How do you find the base of an isosceles triangle when given the legs only?

Question

This is an SAT math problem, and it's really confusing me.

https://i.stack.imgur.com/aZJNl.png

I am completely lost. Do I have to use trigonometry? I know that the angles of the triangle are 30, 30, and 120, but I do not know where to go after that.

Answer 1

If you cut the bottom triangle in half by bisecting the bottom line from the top angle, you split the $120^\circ$ angle in half to give you $60^\circ$. You know the other angle of the bottom triangle is $30^\circ$. You've reduced the problem to a $30^\circ - 60^\circ-90^\circ$ triangle relation. So the side lengths for a $30^\circ - 60^\circ-90^\circ$ triangle are $x: 30^\circ$, $2x: 90^\circ$, and $x\sqrt3: 60^\circ$.

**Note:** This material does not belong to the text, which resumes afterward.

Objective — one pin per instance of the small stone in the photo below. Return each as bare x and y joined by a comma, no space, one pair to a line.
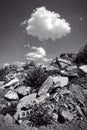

Since the hypotenuse of this new triangle is $6$ and opposite the $90^\circ$, then $x=3$. Then the bottom line of the new triangle is $3\sqrt3$. Since we bisected this triangle, this is only half the required length. So we double it to get $6\sqrt3$.

Answer 2

SO $\;\angle AGF=120^\circ\;$ , so the basis angles are each $\;30^\circ\;$ , so you can use the sines theorem:

$$\frac{AG}{\sin 30^\circ}=\frac{AF}{\sin120^\circ}\implies AF=\sqrt3\cdot AG$$

Answer 3

All you really need to know to solve this is that in a $30°-60°-90°$ triangle the hypotenuse is twice as long as the short leg, and the long leg is $\sqrt{3}$ times as long as the short leg.

In this particular case, draw a dotted line from $G$ to $AF$ dividing it into two $30°-60°-90°$ triangles. Then since $AG$, the hypotenuse, is $6$ units long, you can easily find the length of the dotted line (which would be the short leg), then use that to find the length of $AF$.

In general, the SAT does not expect you to know any trigonometry other than the "special triangles" ($30°-60°-90°$ and $45°-45°-90°$). Those show up a lot, and you should be on the lookout for them.